Lärm und Licht gegen Wölfe: Brandenburger Behörden starten Vergrämungsaktion in Spremberg
Im brandenburgischen Spremberg greift das Landesamt für Umwelt (LfU) nun gezielt ein, um Wölfe von Wohnsiedlungen fernzuhalten. Die Tiere haben in der Lausitz offenbar gelernt, dass Siedlungen leicht zugängliches Futter bieten – ein Verhalten, das die Behörden mit sogenannten Vergrämungsmaßnahmen nun wieder auslöschen wollen.

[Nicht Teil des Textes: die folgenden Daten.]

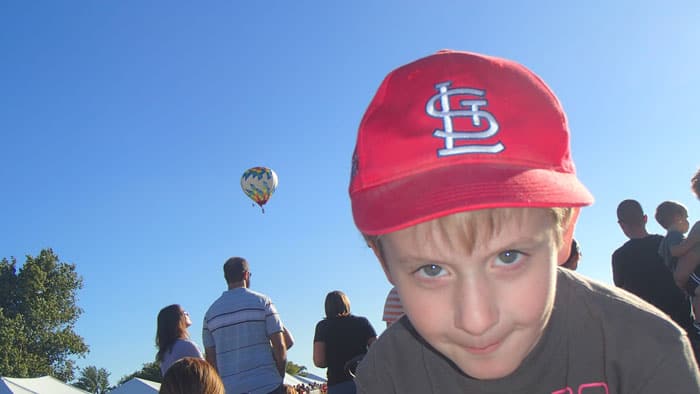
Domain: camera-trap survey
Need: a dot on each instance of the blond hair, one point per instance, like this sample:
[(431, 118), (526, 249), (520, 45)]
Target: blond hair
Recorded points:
[(667, 212), (487, 222)]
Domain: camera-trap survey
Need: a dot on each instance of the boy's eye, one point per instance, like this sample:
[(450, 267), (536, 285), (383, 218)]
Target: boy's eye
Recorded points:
[(509, 257), (431, 271)]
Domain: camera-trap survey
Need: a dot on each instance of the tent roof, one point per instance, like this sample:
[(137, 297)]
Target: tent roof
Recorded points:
[(41, 385), (137, 386)]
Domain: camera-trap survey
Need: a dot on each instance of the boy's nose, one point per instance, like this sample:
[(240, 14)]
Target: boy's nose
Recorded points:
[(476, 309)]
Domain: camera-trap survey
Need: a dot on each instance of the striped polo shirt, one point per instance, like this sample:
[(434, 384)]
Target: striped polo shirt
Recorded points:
[(239, 325)]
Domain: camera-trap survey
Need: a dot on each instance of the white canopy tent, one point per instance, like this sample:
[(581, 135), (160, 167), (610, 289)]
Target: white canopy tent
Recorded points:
[(137, 386), (41, 385)]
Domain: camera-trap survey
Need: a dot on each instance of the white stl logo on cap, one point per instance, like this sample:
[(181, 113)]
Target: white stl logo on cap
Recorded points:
[(473, 111)]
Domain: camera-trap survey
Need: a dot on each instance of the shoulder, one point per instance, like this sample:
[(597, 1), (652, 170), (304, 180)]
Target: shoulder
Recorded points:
[(398, 345), (398, 362)]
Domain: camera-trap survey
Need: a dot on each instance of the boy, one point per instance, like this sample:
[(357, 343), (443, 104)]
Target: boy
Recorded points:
[(463, 185), (678, 253)]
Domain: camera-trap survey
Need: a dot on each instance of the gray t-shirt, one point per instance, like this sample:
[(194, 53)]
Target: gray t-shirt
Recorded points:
[(181, 348), (599, 340)]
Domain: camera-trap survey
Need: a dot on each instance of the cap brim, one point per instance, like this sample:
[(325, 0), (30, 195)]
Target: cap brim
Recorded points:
[(428, 195)]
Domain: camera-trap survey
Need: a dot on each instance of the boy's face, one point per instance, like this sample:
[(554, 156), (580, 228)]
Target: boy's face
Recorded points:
[(484, 307)]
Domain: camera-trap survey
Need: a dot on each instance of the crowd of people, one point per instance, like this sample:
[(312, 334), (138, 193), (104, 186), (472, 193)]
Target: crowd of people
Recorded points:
[(464, 187)]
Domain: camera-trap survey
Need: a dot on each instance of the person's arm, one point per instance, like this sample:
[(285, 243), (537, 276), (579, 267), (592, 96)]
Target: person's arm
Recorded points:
[(685, 245), (210, 356), (320, 354), (288, 338), (279, 351)]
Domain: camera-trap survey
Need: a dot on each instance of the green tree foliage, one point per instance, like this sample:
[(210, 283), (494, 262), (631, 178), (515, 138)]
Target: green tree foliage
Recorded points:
[(150, 371), (295, 369), (93, 380), (38, 312)]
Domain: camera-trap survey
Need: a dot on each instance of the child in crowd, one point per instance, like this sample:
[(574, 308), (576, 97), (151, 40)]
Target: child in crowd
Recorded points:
[(463, 185), (678, 253)]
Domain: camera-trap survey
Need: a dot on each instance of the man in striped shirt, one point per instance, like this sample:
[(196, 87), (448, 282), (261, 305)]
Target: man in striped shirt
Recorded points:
[(244, 337)]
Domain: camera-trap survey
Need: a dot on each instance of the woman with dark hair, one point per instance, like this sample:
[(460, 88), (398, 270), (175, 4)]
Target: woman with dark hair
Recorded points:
[(192, 375), (172, 339), (341, 338)]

Warum die Behörden eingreifen müssen
Laut dem Sprecher des Landesamtes für Umwelt gibt es konkrete Hinweise darauf, dass Wölfe im Bereich Weskow bei Spremberg „futterkonditioniert“ sind. Dies bedeutet, dass die Tiere schrittweise ihre natürliche Vorsicht verlieren und sich immer näher an menschliche Siedlungen wagen. „Dies wiederum kann dazu führen, dass die Distanz zu Menschen immer geringer wird“, erklärt der Behördensprecher die besorgniserregende Entwicklung.
Normalerweise meiden Wölfe stark besiedelte Gegenden, da sie die Anwesenheit von Menschen auch nachts bemerken. Doch wenn sie durch leicht zugängliches Futter positive Erfahrungen machen, dringen sie immer unbekümmerter in dicht besiedelte Gebiete vor. Vor wenigen Tagen wurde gemeldet, dass ein Wolf auf private Grundstücke kam, um sich Futter zu beschaffen.
Die konkreten Maßnahmen der Behörden
Die Stadt Spremberg setzt bereits Leucht- und Knallmunition ein, um die Wölfe zu vertreiben und abzuschrecken. Laut der brandenburgischen Wolfsverordnung sind bei auffälligem Verhalten gezielte Vergrämungsmaßnahmen erlaubt. Dabei handelt es sich um wiederholte „Strafreize“, die die Tiere von Menschen und Siedlungen fernhalten sollen.
Zu den zugelassenen Methoden gehören:
- Gummigeschosse und Warnschüsse
- Künstliche Lichtquellen, Spiegel und blendende Vorrichtungen
- Akustische, elektrische oder elektronische Abschreckungsgeräte
Bei zufälligen Begegnungen mit einem Wolf darf jeder Bürger aktiv werden: Lärm machen, klatschen oder mit stumpfen Gegenständen werfen – ohne das Tier dabei zu verletzen.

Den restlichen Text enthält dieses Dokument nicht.